Because the inherited IRA had once again met both tests, it was therefore held to be exempt from the bankruptcy estate under Bankruptcy Code Section 522(d)(12).
In re Clark
Then, on April 23, 2013, Seventh Circuit of the United States Court of Appeals issued its holding on the case of In re Clark, thereby providing a direct contradiction to what seemed to be a trend in protecting inherited IRAs from bankruptcy creditors. The Court raised the two element issue once again, and began by confirming that both 1) an IRA in which a person provides for his or herown retirement, and 2) an IRA that is inherited by the spouse of such an individual, meets the requirements of Bankruptcy Code Section 522(d)(12). Such an IRA, the Court stated, is a “retirement fund,” because the surviving spouse is under the same distribution restrictions as the deceased.

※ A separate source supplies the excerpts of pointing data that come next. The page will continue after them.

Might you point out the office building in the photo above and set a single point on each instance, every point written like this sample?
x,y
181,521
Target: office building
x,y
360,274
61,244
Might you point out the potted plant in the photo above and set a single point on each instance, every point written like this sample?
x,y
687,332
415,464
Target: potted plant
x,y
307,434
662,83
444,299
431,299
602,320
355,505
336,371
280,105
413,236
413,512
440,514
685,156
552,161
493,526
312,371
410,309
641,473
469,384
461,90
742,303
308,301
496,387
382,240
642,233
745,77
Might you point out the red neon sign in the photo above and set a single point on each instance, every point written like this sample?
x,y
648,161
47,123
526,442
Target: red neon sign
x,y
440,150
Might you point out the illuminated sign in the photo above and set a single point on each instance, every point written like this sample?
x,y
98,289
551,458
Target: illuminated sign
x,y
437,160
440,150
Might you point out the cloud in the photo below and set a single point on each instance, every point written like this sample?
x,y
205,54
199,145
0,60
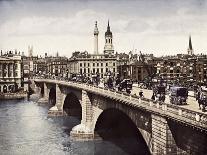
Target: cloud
x,y
67,26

However, the Court then turned its attention to non-spousal beneficiaries of inherited IRAS, and held that these accounts should not be classified as retirement accounts, as they are held by individuals that are afforded different distribution rules than the original owners of the IRA. Such differences include: the beneficiary of the IRA cannot make new contributions, cannot roll over the balance or merge it with another account, the inherited IRA must begin distributing assets within a year of the original owner’s death (vs. being dedicated to the beneficiary’s retirement years), and lastly, the inherited IRA payout must be completed in as little as five years. While the Court was very aware of other Circuit Courts, it refused to subscribe to the principle that retirement funds in the decedent’s hands must be treated the same way in the successor’s hands. Instead, the Court pronounced that the original nature of the IRA as “retirement fund” was extinguished upon the parent’s death. To hold otherwise, the Court noted, “would be to shelter from creditors a pot of money that can be freely used for current consumption.” Therefore, the debtor-beneficiary daughter was unable to exempt the inherited IRA assets from the bankruptcy estate.
What this means to you
If you have an IRA, and were under the impression that by designating your children or other non-spousal individuals as beneficiaries you were providing them assets with a degree of creditor protection, you would be wise to plan ahead. It is imperative you meet with your estate planning lawyer or your retirement plan administrator and consider the various beneficiary designation options that do not place the benefits directly into the hands of your designated beneficiaries. One such option is to create a spendthrift trust in the state of Nevada or one of the other asset protection jurisdictions established for the benefit of your descendents, and designate this Trust as the account beneficiary at your death. This will place the most protective “firewalls” around what is often the largest single asset of the deceased and provide the protective shield for this asset class.